Because it’s ridiculously tiring.
Trying to be that perfect.
Pretending to be that perfect.
Because although there is that spark in me and you that is unfathomably, unquestionably, unchangeably pure and white and holy…
There’s a whole lot of my life and physical being that’s not.
And after a bit, I wonder if I’m being disingenuous.
Because in my normal life, I don’t stand in synagogue all day. I am not an angelic being who doesn’t need food. I am not that girl dressed in white, pure of thought deed, and speech. I am not forever freshly showered and makeuped.
No. The rest of the year, I am not a High Holiday Jew.
I spend my time involved in school and work and the gym and wasting time on social media.
I eat. Frequently. All the things.
I struggle to focus when I pray. I struggle to pray at all.
I am dirty. And sweaty. And just trying to do the best that I can.
And I never wear white. Because that’s just not me.
And, I’m pretty sure it is not only I who is different after the holidays:
The rest of the year, G-d is not a High Holiday G-d.
He lets us go.
He stops seducing us into a relationship with Him by mandatory hours-long synagogue attendance, and hours of prayer, and the resounding, all encompassing blast of the shofar.
The rest of the year, He speaks more softly.
It seems like G-d is no longer interested in our being overwhelmed with Divinity. In our perfect.
Because G-d gets bored with angels.
I suppose… I suppose He likes the chase.
I suppose we all do.
Because the exciting part of a fairy tale is not the Happily Ever After. The Happily Ever After is when the story ends. When the book closes.
The part that matters? The part that makes a story worth listening to? That makes a story worth telling to children time and time again?
It’s in the search.
It’s in the Tumultuous. The Complex.
And I’m not sure whether, after the holidays, we are thrown back into the world down below or whether we look around at the blinding light and decide to depart from the mountain top.
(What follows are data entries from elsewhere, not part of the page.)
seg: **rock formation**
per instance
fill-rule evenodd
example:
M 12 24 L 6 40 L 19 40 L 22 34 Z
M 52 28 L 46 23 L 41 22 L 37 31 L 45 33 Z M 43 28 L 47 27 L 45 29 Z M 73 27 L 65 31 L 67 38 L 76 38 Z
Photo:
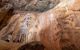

Because we want something deeper.
You know what? I am happy the holidays are over.
Because now that I’ve been inspired, I’m ready to build something that’s mine. That feels like me.
That feels more intimate, because it is of my own creation.
Because we are physical, fallible, psychotic, and filled with doubt.
And we are franticly searching. And therein lies our unique ability.
In the Search.
In the discovery of the Divine outside of synagogue.
In the discovery of the Divine in small moments.
In the discovery that we can be the Divine in small moments.
In the daily grind.
We are departing a month of Religiously Constructed Holidays and entering a year during which the holy comes from us.
Because while it’s true that not every day is a Holiday, every day is a Holy Day.
We may be more spiritually enlightened during these holidays. But… perhaps the days during which we struggle to find light and then do?
Perhaps those are the holiest days of all.